Performance quoted represents past performance, which is no guarantee of future results. Investment return and principal value will fluctuate so that an investor’s shares, when redeemed, may be worth more or less than their original cost. Current performance may be lower or higher than what is stated. Other share classes may have experienced different returns than the share class presented.
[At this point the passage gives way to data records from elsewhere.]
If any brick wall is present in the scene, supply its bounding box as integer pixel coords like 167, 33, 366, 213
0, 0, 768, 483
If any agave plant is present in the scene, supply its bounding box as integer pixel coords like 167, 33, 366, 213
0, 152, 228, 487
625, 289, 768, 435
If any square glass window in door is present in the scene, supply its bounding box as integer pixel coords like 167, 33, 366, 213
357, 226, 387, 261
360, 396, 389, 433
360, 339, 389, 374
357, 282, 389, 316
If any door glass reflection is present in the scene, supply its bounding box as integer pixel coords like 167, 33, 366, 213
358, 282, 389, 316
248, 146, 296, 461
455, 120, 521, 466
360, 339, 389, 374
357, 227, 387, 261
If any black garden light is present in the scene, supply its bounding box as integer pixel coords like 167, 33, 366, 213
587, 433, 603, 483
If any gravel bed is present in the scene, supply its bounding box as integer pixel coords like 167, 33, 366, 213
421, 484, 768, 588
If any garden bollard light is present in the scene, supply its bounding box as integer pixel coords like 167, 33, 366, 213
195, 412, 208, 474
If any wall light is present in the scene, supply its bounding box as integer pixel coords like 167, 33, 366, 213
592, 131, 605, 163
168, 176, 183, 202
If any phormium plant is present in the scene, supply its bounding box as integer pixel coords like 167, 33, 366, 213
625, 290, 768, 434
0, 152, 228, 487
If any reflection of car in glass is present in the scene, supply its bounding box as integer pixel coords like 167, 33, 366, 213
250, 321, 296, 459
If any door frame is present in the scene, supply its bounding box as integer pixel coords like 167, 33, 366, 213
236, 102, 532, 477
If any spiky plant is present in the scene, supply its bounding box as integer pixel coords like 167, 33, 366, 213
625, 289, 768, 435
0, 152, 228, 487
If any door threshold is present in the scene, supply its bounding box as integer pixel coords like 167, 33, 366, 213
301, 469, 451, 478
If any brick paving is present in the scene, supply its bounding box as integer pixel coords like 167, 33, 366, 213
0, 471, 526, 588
To view performance current to the most recent month-end and for after-tax returns, click on the Performance tab.

Click the Performance tab for standard fund performance.

Performance Contributors

  • Stocks that made a positive contribution to performance included Tilray, Inc., Tandem Diabetes Care, Inc., ShotSpotter, Inc., Veeva Systems, Alteryc, Inc. and AnaptysBio, Inc.

Click on the Portfolio Characteristics tab for the fund’s top 10 holdings.

Performance Detractors

  • Stocks that detracted from performance included Spark Therapeutics, Inc., Floor and Décor Holdings, Inc., Argenx SE, ADR, Intersect, ENT and nLIGHT, Inc.

How We Are Positioned

As the U.S. economy enters the fourth quarter of 2018, the positive economic momentum continues, U.S. business confidence remains high, jobless claims are near a generational low, along with consumer confidence and the ISM Index at record levels as well.  Earnings growth is expected to be the driving force behind the equity markets as tax reform and U.S. GDP growth support profit growth.  Global markets face some new headwinds with trade discussions grasping the headlines.  The Federated Kaufmann funds continue to be focused in those sectors that have little dependence on the economy improving significantly to generate significant earnings growth.

This quarter the fund had approximately 78% of the portfolio invested in four sectors:  Information Technology, Health Care, Consumer Discretionary and Industrials.  The sector weightings of the portfolio is a byproduct of our bottom-up stock selection strategy with a team of sector-specialist portfolio managers.  We seek to find companies that have company-specific catalysts for growth rather than develop macro themes to construct sector weightings.  These sectors also have historically provided good opportunities for bottom-up growth investors.